As for my family here in town, since my husband is in the fire service we often end up celebrating Thanksgiving at the fire station with the families of the other firefighters on duty that day. I love these gatherings. There is no pressure on any one host, no room for family drama in the neutral setting of the station, and we get to combine and share our various traditions and menu items. Yes, inevitably the bells ring for a call just as we sit down for the meal, but the abrupt absence of the firefighters hurrying off to help someone in need only reinforces and gives us pause to be grateful for our own health and safety. This year my husband will be off for the holiday, so we could potentially spend it here at home. For some reason though, I am just not feeling compelled to break out the cook books and dust off grandmother’s china. No, I have already contributed my part to this year’s Thanksgiving feast. This morning as I sipped my pumpkin latte, I googled the phone number for Glenn Annie Golf Club and made dinner reservations for six.
On that special Thursday, with a grateful heart I will slip a generous tip to the chef at the carving station. I will enjoy a helping of both the spiral ham AND the roasted turkey without concern for how to coordinate all that in my own tiny oven. After the meal I will gladly abandon the leftover stuffing and apple pie on the buffet table, not to be tempted by in my own fridge in the days to follow. And finally, as we leave, I will walk out of the dining room with a little bounce in my step as I leave the dishes and table linens to the waitstaff and busers to clear.

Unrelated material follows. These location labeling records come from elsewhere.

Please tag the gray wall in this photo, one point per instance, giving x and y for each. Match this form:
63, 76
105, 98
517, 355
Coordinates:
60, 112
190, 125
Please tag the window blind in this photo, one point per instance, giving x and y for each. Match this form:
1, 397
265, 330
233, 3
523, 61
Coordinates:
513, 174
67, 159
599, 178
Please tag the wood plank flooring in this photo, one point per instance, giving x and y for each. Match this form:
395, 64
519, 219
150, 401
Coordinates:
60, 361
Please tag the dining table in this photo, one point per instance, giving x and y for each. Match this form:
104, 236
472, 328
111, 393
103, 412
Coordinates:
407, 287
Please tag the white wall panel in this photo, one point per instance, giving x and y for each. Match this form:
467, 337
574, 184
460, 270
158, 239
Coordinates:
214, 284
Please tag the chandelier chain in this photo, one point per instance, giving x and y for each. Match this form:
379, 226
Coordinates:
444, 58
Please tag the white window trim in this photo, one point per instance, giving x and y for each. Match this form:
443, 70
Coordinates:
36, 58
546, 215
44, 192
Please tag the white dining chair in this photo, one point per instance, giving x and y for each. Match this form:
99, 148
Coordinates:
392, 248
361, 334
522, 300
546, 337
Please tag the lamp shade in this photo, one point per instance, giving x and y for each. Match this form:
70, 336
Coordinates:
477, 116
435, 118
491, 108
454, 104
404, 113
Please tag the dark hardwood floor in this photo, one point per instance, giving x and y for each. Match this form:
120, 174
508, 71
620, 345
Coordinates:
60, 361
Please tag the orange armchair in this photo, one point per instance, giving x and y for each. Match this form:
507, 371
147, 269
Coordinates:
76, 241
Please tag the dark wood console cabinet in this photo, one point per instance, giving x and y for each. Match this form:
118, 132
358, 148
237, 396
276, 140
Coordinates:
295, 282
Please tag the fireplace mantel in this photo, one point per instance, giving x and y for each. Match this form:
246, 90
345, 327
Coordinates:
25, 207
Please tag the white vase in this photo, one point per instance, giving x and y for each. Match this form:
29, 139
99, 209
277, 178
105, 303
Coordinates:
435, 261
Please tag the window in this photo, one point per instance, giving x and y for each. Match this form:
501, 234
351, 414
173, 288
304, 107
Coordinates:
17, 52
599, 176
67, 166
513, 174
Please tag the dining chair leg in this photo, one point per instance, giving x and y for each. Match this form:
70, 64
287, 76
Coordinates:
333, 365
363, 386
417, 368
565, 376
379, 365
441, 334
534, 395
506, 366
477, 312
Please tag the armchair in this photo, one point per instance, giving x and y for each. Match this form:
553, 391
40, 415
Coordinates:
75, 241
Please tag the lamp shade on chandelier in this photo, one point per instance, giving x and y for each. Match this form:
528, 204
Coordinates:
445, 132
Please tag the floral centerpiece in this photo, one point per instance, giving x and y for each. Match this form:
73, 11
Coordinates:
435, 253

That Norman Rockwell image we have of the All-American Thanksgiving table is wonderful and iconic, but perhaps not one that most of us will experience this year. So, whether you are in charge of bringing the green bean casserole, preparing the entire meal yourself, or are assigned the task of making the reservations for dinner at a local restaurant, enjoy your time with those you have the privilege of being with, and make sure you let those you can’t be with know how much you care. Happy Thanksgiving!